I’m normally pretty even keeled. No great highs or lows. Usually. Sure, I get depressed (clinical diagnosis once upon a time). And I get sillily happy and prone to Snoopy dancing when good things happen. But by and large, in my day-to-day life, I’m mostly mellow. I smile. I’ve been known to sniffle over a book, a commercial, a TV show. I laugh at silly internet memes.
When the Universe popped in with this, I wasn’t too surprised, being mostly self-contained. But it bears repeating.
Silver, all that you need, to have all that you want, lies inside of you, right now.
Everything.
The Universe
© http://www.tut.com ®Silver, what a package!
We are what we are and we each have the capacity to decide and go after what we want. All we need do is look inside. Do you know what you want and need?















Wow, profound for first thing in the morning – and when all I know I want (and need) is a second cup of coffee! Seriously, though, it’s very true – we just have to be wise enough to listen to ourselves without getting sidetracked by all the outside influences and ‘noise’!
Absolutely, Janet. We each have the ability to make ourselves happy or sad. Circumstances can create waves, but how we handle those bumps all comes from within. It’s up to us–not other people, things, stuff. Hope things are looking better after that second cup. I’m headed for my 3rd…or 4th. I’ve lost track this morning. 😉
Yep. Self-contained. Even keeled. Encapsulated. It’s the best way to be, imo.
Right now, I don’t know what I want or even what I need. Hubs asked me yesterday what I would want to put on the list of things to buy and things to do to the house, and I’m all like ‘I don’t know’. I did order up a new comforter and sheets so we can have some kind of ‘decor’ in the master bedroom.
Here’s a deep thought for you: If necessity is the mother of invention, when you don’t need anything, are you uninventive? Cuz I feel uninventive.
Necessity is the mother of invention, it is true, but its father is creativity, and knowledge is the midwife – Jonathan Schattke.

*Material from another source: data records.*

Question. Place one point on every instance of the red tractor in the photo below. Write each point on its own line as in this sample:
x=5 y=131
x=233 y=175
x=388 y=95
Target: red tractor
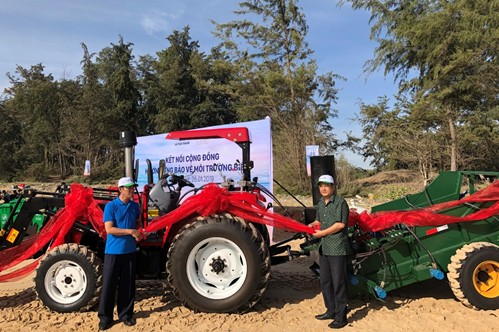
x=213 y=246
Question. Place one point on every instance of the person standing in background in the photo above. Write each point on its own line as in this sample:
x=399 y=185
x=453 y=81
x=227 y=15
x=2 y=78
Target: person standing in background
x=332 y=217
x=121 y=220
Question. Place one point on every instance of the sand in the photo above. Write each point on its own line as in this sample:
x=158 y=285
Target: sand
x=290 y=302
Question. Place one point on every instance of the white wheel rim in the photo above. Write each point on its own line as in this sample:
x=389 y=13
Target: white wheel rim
x=65 y=282
x=216 y=268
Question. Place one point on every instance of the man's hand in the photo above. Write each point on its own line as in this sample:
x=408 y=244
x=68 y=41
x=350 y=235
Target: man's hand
x=315 y=225
x=136 y=234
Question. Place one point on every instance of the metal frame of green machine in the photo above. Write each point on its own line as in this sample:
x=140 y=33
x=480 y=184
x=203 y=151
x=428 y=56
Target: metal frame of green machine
x=467 y=252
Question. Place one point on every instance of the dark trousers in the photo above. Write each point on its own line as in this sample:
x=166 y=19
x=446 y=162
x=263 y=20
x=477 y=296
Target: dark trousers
x=119 y=274
x=333 y=276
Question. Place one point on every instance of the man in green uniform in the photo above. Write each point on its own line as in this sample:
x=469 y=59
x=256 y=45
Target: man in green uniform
x=332 y=217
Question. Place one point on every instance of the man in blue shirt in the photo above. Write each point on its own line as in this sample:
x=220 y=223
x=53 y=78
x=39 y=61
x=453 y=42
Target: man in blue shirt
x=332 y=217
x=121 y=219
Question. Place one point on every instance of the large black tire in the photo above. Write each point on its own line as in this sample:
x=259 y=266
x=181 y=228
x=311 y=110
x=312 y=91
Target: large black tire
x=474 y=275
x=219 y=264
x=69 y=278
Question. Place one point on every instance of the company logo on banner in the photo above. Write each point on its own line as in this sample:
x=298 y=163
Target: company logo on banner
x=208 y=160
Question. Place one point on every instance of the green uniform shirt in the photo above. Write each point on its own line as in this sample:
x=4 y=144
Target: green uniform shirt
x=336 y=210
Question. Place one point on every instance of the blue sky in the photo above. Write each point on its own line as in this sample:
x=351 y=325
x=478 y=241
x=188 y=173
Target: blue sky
x=51 y=31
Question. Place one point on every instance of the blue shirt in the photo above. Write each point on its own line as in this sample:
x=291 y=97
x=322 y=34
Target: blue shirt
x=123 y=216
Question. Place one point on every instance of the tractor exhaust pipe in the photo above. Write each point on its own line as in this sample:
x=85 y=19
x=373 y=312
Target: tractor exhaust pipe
x=128 y=140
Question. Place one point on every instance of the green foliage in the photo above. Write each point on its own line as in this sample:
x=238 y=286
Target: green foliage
x=445 y=56
x=278 y=78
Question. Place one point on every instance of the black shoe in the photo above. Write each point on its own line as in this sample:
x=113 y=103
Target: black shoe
x=104 y=326
x=129 y=322
x=337 y=325
x=324 y=316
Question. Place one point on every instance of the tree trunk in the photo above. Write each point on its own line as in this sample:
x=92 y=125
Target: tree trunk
x=453 y=139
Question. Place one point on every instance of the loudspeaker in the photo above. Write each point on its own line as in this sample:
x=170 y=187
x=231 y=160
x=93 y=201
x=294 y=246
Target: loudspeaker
x=320 y=165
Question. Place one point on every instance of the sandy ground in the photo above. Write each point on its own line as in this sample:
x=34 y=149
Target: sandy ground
x=290 y=302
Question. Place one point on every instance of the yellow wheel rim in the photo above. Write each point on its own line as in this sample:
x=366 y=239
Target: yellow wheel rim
x=486 y=279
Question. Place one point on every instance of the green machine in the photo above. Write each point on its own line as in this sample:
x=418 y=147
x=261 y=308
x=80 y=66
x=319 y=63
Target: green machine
x=6 y=209
x=465 y=253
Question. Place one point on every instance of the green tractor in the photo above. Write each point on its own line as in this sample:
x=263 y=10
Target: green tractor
x=466 y=252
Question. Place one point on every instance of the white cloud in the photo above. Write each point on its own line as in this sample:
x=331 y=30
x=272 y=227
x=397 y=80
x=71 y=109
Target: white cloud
x=161 y=22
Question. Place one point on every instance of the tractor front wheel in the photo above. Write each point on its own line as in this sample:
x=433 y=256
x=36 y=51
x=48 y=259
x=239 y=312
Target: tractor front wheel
x=69 y=278
x=219 y=264
x=474 y=275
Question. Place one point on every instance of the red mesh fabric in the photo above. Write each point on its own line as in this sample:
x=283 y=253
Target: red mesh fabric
x=214 y=199
x=79 y=204
x=433 y=215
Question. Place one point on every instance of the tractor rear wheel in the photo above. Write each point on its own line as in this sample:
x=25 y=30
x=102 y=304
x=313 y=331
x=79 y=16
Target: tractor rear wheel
x=69 y=278
x=474 y=275
x=218 y=264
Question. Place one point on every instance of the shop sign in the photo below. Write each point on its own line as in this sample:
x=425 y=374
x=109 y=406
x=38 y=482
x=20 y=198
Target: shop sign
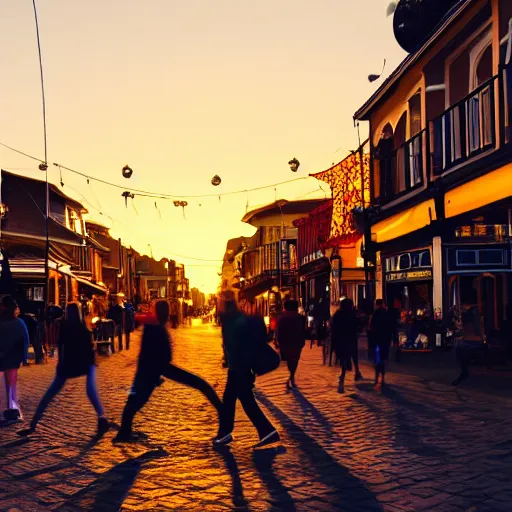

You aren’t feeling particularly creative at the moment, my friend. 😦 And you’ve come to a place in your life where your physical needs are met. And for the moment, you’re treading mud in an intellectual quagmire. Wish I lived closer. I’d roadtrip up and we’d talk. About all sorts of shit. Not writing. But trials. Tribulations. Burnout. Good stuff. Bad shit. And life and what a bitch she can be. We’d drink coffee. We’d watch wildlife. You might even get me to hike in the woods. And then I’d ask one question…
What if…?
Well….I needed to finish reading The King before going to Ward’s Q&A this weekend, and did so about 30 minutes ago. I also really need my grandmother’s house that is under contract to finally close. I’m sure there are many wants, but I’m so tired from missing out on sleep due to reading I can’t really think right now.
Reading a good book is always reason to miss sleep. 😉 Crossing fingers for the house to close. Have a safe trip this weekend. I won’t tell you to have fun. I know you’ll have a blast!